Agreed. I suppose if you're operating in those businesses, hopefully you've gone in eyes open.
While not all SEO companies are this shady, I wonder how many SEO teams promising to deliver results would find this process easier than actually building links to support their client sites. If you're promising results, you'll deliver on them however you can.
TL;DR: Your competitors may remove your good backlinks by simply asking
Interesting... But I'd guess the worse the site, the more likely it is to comply with a link removal request from a Gmail account no questions asked.Link removal requests by their nature are focused on poor(er) sites, so that could skew the data in that article.I suppose the only ethical way to fully test the theory would be to set up a Gmail account and then email everyone linking to a site you own to remove those links. It'd be a brave SEO who did that.
If nothing else, it's another reason to keep a close eye on lost backlinks.

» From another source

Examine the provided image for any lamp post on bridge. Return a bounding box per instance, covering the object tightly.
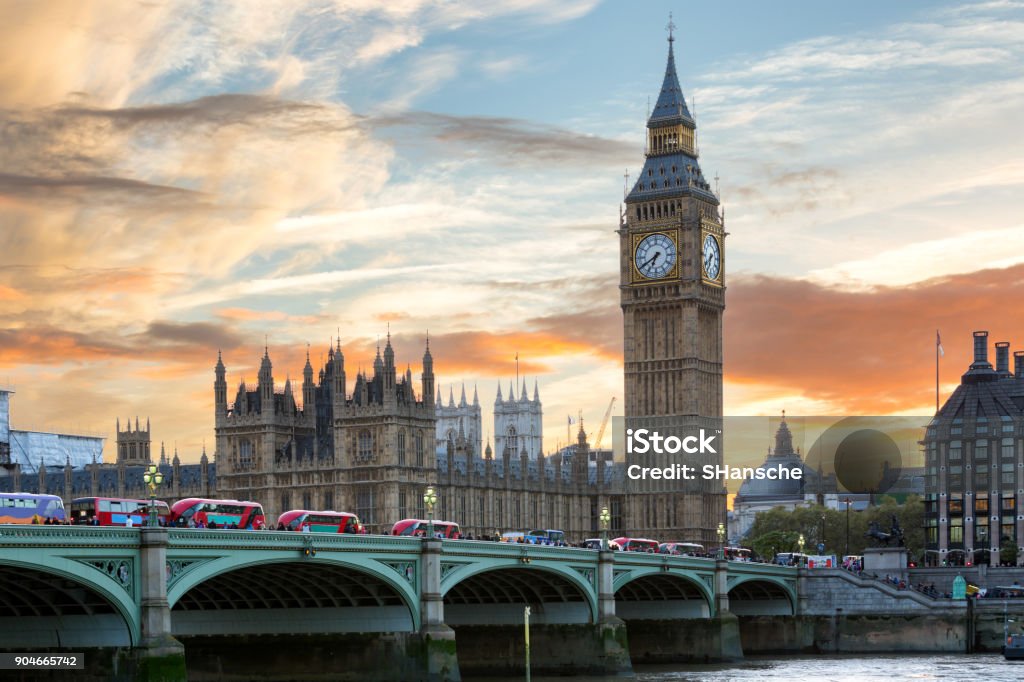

It's probably a strategy that a lot of those Negative SEO companies use. They claim everything they do is legal, but I wonder what the law regarding impersonating someone with a Gmail account is? Will has a pretty good point though, and I wonder how many people have the extra budget/hours to burn on negativity. As Rand said (and as Matt Cutts has said) it's better to promote yourself than throw sand in someone else's face. Pretty crazy article, though.
Yeah, I've noticed that too. Excellent negative SEO strategy. I get emaisl from free mail addresses asking for likn removal too. I at least ask them to verify that they are legit.

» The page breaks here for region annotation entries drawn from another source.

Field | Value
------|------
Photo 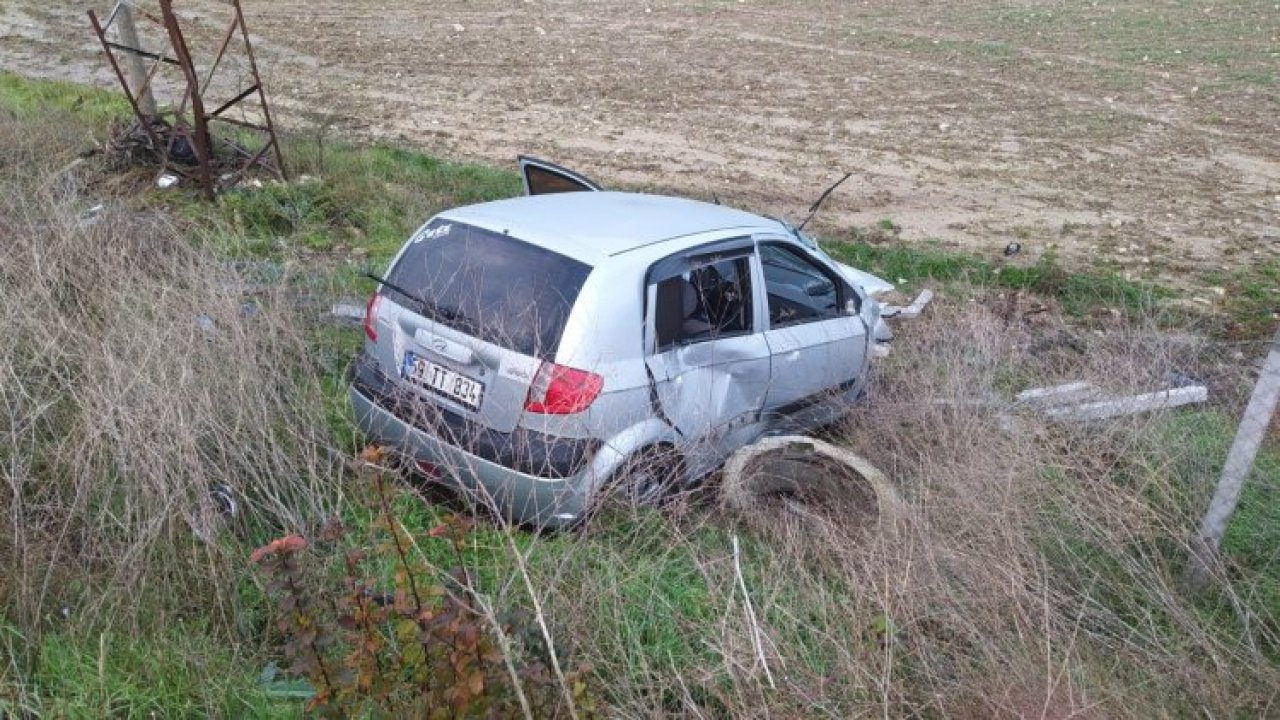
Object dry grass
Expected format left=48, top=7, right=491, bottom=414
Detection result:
left=453, top=305, right=1280, bottom=717
left=0, top=92, right=1280, bottom=717
left=0, top=114, right=342, bottom=650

I was working on a rather large link removal project involving a few domains for the same company. A batch of removal requests went out from an address on the wrong domain. Much to my surprise, quite a few links were removed as a result, and some webmasters even had questions. "Who the hell are you?" was not one of the questions.

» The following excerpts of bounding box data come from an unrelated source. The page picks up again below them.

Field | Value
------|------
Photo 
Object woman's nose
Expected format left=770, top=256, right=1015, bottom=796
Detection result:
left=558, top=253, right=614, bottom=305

We shpould run a test and ask to get links removed on behalf of Matt Cutts.
It'd work, but I'm not falsely pretending to be Matt Cutts in an attempt to remove links to his site. I'd link to an article with the results of such an attempt though!
I was forwarded one of these e-mails the other day. People are actively outsourcing to remove backlinks from their competitors.
I notice more and more directories have moved from a model where they once offered paid submission to now offering paid removal. One directory I noticed the other day has a new landing page on the home page which offered link removal from its huge network for various prices per links removed. Here is a screen shot I took of it https://plus.google.com/104627466131988547008/posts (new business model for some directories)
I guess they know their days are numbered and are trying to monetise what's left of their business.
Although link removals have become a lot more common in the past year or so there is no reason why this tactic is anything new.
It would always have been possible to just email a site owner saying that you are so and so from company X and asking them to remove the link to your site.
I am guessing that most webmasters response would be to just make the removal and reply "done" rather than start asking questions, people are busy after all.
Like Rand I believe that there are few people that will stoop this low, but the fact that it is possible is enough to create a fear of it and cause people to start monitoring their links more carefully - not such a bad thing anyway.
Was talking to 2-3 other agencies about this the other day and no one has ever heard of this happening.